The husband has returned…bring on the giddiness and joy. It’s true…we are newlyweds after all…
We are newlyweds and yet…we aren’t new. In some ways I feel like we have been at this for a long time…not in the sense that we know each other in and out or that we have only shared experiences now…but more over because we have been playing the hello/goodbye game since the beginning…as much as a pain in the ass as planning the wedding was (and if you have read any previous posts, you will know exactly how whiny I was and how tedious I found the whole process) and how long it took to orchestrate it all…the wedding itself was essentially wedged in between…Jason heading out on his work hitches…he came home a week and a half before the wedding, we got married, we left for a 6 days for the honeymoon, we came home on a Friday night and he left that Sunday and was gone four weeks…came home for three weeks and was gone two months…basically…the wedding was a blip in the calendar of our life…I am glad we had one, I am glad we are legal, I am glad there were witnesses but it has not changed our day to day life. The ins and outs remain the same. I was not really expecting it to change things but at the same time it’s a little surprising that life really did just continue on it’s merry way…if there weren’t so many pictures capturing the day…it might not really exist at all…
I am not sure where all of this is headed, I am not unhappy or dissatisfied…I guess I am just in a state of musing. Jason has been home for almost a week now…I love when he is home…but I will be honest…as bad as it is and as much as I hate that it happens…the moment he steps foot back on land, for me the countdown til he leaves again begins…and it is not that I am looking forward to his leaving…I know some women would be and I understand that…but I am not one of them…yet….I say yet only because almost everyone I know, assures me that I someday will be but I have my doubts about that. To the contrary I hate that he is going to leave and it taints the time we do have together a little bit…he had only been home a couple of days, after having been gone almost 2 full months when his office called him and wanted to know when he would be ready to go back into the work rotation…he told them that he would not be willing to go back out until after July 4th…so I know that I have at least until then…unless the NAVY calls and wants to contract him again and then he basically has to go…you just don’t say “No” to the NAVY…at the end of the day, the point of this is that I have a difficult time trying to live fully in the moment. I am a planner by nature…for years I lived exclusively out of my organizer…I don’t really do that anymore but I am still a planner at heart…and as we gear up for him to head back out…I often check off my mental checklist how many things he is going to miss, birthdays, holidays, Mondays, Tuesdays, weekends…it is just very difficult for me not to have his departure at the back of my mind…

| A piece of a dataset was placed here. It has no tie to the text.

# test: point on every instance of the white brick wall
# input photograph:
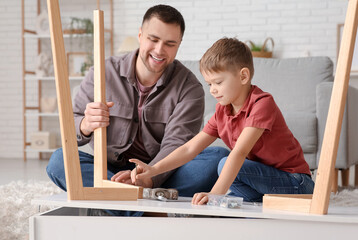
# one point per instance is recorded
(298, 28)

When he is home…I know that I am the heart of his world…I am at the center of every decision he makes, every meal he partakes of, errand that he runs, improvement that he makes to the house…when he is gone he tells me (when we are allowed communication) that I am on his mind every waking moment.
So why can’t I check it at the door and live for the moment while he is home? It bugs me that I always have that nagging voice in the back of my mind saying, it’s only temporary…I know it’s a defense mechanism…but it’s annoying all the same.
He plans to go to school this fall…I am looking forward to it…but even that will be temporary…he will take a leave of absence from work for the time he is in school, rotating semesters, school one semester and then returning to work for one semester and then school and then work and so on and so forth…until he is done…
I am looking forward to that time but there is also apprehension present…
On to other topics…My mom is an Assisted living program now…she went in last Wednesday…no drama so far…I pray with everything I have in me that it works out…I have two weeks to empty out her apartment…that is going to be a process…but it must be done…
My dad and Becky are coming home for the 4th of July weekend…and that will be great…her chemo seems to be going relatively well…she will have her 3rd round the day after they get back and then they will schedule her mastectomy…she has lost her hair and has bought a few wigs…she doesn’t want the grandkids to know she is sick…I can’t blame her but I think Sabrina (my brother Peter’s oldest daughter) is old enough to know…she will be 9 in a couple of months…but that is Becky’s decision…
Other than that, life goes on…
Daisy (our beagle) is good…Remy (our puppy) is an annoying little cuss…I am almost positive that she will grow out of it…almost…but she is awfully cute when you don’t want to wring her little neck…lol
Anyway…this post really is all about checking in…and making sure you guys know we are alive and relatively speaking, well!